Kriteria ini memiliki maksud bahwa seseorang dalam tahapan ini sudah mulai mencari dan
mengeksplorasi identitasnya secara serius sebagai persiapan untuk memasuki kehidupan
selanjutnya seperti cinta dan pekerjaan. Melalui situs jejaring sosial, mereka dapat
berkomunikasi dengan orang lain dan dapat membantu mengeksplorasi identitas mereka.
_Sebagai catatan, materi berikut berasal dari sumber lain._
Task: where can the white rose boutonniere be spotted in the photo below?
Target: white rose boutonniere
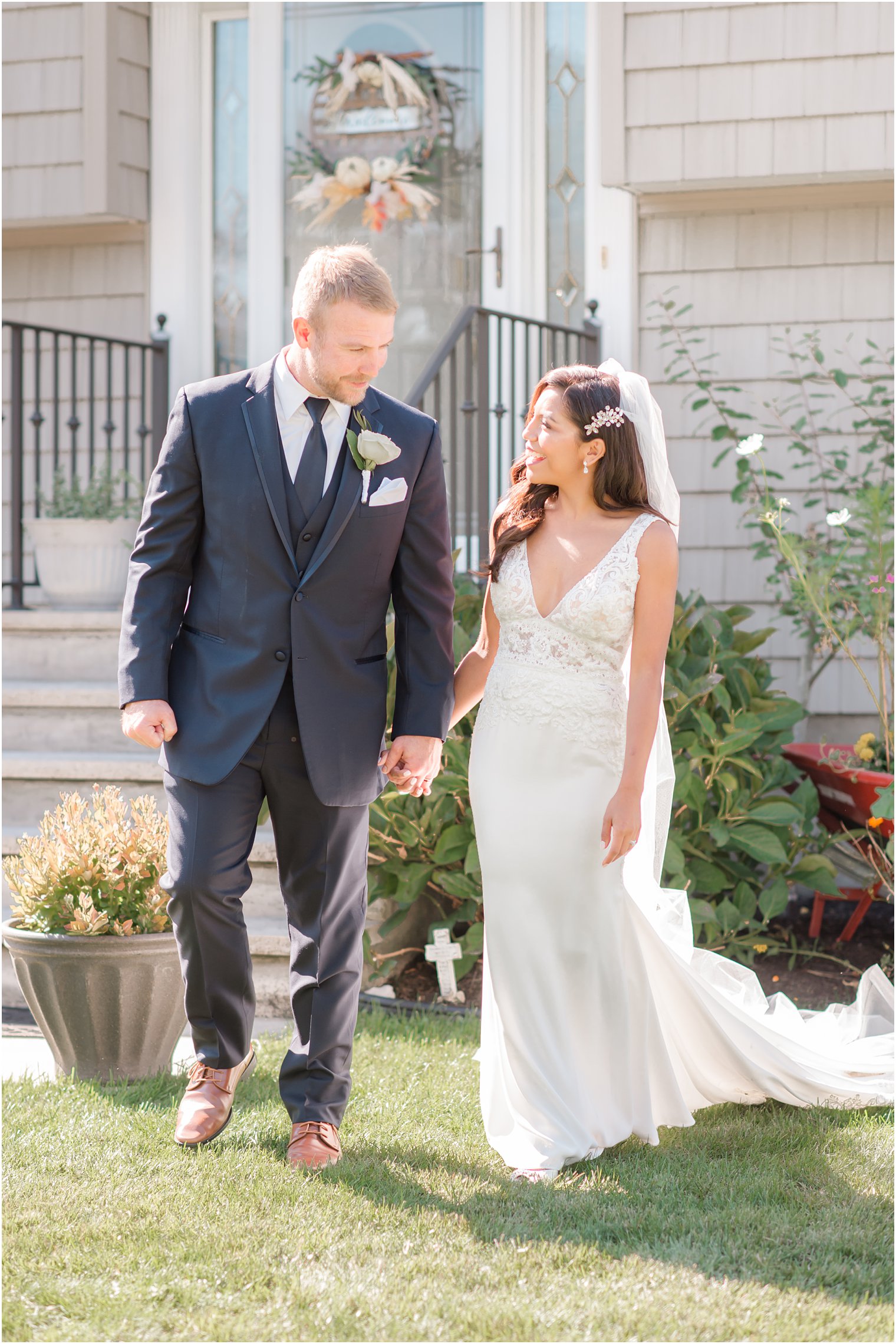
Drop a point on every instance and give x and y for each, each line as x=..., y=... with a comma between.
x=370, y=450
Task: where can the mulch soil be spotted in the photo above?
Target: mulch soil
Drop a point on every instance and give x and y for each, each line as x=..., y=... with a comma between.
x=813, y=983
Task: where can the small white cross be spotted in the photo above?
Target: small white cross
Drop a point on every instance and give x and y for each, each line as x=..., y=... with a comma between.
x=445, y=953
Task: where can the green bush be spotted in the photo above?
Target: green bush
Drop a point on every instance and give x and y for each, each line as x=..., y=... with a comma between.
x=426, y=846
x=743, y=816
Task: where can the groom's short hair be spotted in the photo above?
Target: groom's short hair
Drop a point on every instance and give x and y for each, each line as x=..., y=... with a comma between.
x=344, y=272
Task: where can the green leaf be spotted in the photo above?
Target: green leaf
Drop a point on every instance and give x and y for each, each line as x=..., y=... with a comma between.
x=457, y=885
x=883, y=805
x=758, y=843
x=472, y=940
x=816, y=871
x=777, y=812
x=707, y=878
x=452, y=844
x=701, y=911
x=411, y=882
x=675, y=859
x=719, y=834
x=773, y=901
x=745, y=898
x=729, y=915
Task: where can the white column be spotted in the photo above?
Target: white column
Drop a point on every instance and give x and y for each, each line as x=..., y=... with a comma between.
x=176, y=255
x=266, y=322
x=513, y=147
x=610, y=238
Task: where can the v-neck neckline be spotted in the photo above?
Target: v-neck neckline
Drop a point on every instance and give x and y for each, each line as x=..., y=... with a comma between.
x=578, y=582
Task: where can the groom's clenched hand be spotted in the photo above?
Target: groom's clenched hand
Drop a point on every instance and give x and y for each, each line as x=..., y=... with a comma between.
x=411, y=764
x=148, y=722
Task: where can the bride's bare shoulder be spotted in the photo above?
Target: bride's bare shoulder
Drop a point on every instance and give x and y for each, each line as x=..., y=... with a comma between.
x=657, y=545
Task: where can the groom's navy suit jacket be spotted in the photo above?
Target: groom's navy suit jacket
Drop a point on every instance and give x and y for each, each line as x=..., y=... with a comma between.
x=218, y=602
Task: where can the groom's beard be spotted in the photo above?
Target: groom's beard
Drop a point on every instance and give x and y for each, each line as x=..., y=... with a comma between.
x=338, y=389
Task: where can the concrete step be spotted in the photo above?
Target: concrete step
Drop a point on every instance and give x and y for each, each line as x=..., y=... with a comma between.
x=34, y=780
x=45, y=645
x=64, y=717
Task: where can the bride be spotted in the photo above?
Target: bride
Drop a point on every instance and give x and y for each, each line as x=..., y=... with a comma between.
x=599, y=1016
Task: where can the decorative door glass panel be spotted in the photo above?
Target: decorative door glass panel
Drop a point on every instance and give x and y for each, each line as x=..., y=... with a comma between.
x=566, y=46
x=230, y=193
x=383, y=146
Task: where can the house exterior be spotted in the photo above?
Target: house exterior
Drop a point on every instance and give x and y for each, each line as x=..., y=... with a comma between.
x=738, y=155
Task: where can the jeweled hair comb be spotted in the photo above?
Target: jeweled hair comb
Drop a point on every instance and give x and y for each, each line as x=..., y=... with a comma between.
x=609, y=416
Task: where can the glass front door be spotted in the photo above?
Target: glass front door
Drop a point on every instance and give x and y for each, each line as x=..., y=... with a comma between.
x=383, y=141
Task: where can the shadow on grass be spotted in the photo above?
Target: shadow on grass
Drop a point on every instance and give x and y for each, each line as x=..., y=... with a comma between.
x=749, y=1193
x=766, y=1214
Kemudian kriteria emerging adulthood selanjutnya adalah instability. Mereka
belum memiliki hidup yang stabil sehingga dapat berubah-ubah dalam setiap waktu. Terkait
dengan situs jejaring sosial, mereka sering membuat status yang berubah-ubah, di satu
waktu mereka membuat status senang, namun di waktu lain langsung berubah menjadi
status sedih.
Kriteria selanjutnya yaitu feeling in between. Mereka masih berada dalam masa
transisi, sudah tidak remaja lagi namun belum dewasa. Jadi, mereka belum cukup dewasa
untuk menyikapi situs jejaring sosial. Sering kali terjadi penyalah gunaan situs jejaring
sosial, seharusnya untuk komunikasi dengan orang lain, tetapi digunakan dalam hal yang
kurang baik.
2.6
Kerangka Berpikir
Emerging
Adulthood
Attachment
Anxiety
Attachment
Avoidance
Kesepian
Situs Jejaring
Sosial sebagai
pelarian
Gambar 2.1 Kerangka Berpikir
Dimulai dari pemikiran bahwa seseorang yang berada pada tahap emerging
adulthood memiliki tugas-tugas tertentu, yang salah satunya adalah identity exploration,
dimana mereka sudah mulai mencari cinta dan pekerjaan. Lalu instability, yang masih
belum stabil dan feeling in between yaitu berada di masa transisi dari remaja menuju
dewasa. Kemudian pada tahapan ini setiap orang memiliki suatu ikatan emosional terhadap
seseorang atau attachment. Emerging adulthood dengan attachment yang avoidance dan
anxiety. Lalu Wei, Vogel, Ku dan Zakalik (2005) mengungkapkan bahwa attachment
anxiety dan avoidance berkorelasi signifikan dengan kesepian. Orang-orang yang kesepian
tersebut melarikan diri dengan menggunakan situs jejaring sosial seperti Facebook, Twitter,
dan Path. Begitupun sebaliknya, orang yang menggunakan situs jejaring sosial rata-rata
juga mengalami kesepian. Bernardon, Babb, Larson dan Gragg (2011) mengungkapkan
bahwa anxiety dan avoidance berkorelasi signifikan dengan kesepian.
2.7
Hipotesis
Hipotesis adalah jawaban sementara terhadap permasalahan penelitian, yang
kebenarannya harus diuji secara empiris. Hipotesis menyatakan hubungan apa yang kita
cari tau atau apa yang ingin dipelajari. (Nazir, 2003). Asumsi peneliti mengenai hasil dari
penelitian ini adalah bahwa terdapat korelasi signifikan antara anxiety dengan kesepian dan
tidak ada korelasi signifikan antara avoidance dengan kesepian karena orang yang anxiety
akan lebih merasa kesepian karena mereka sulit untuk dekat dengan orang lain sedangkan
avoidance cenderung membatasi diri dari orang lain sehingga dirinya tidak merasa kesepian
walaupun hubungannya tidak dekat dengan orang lain.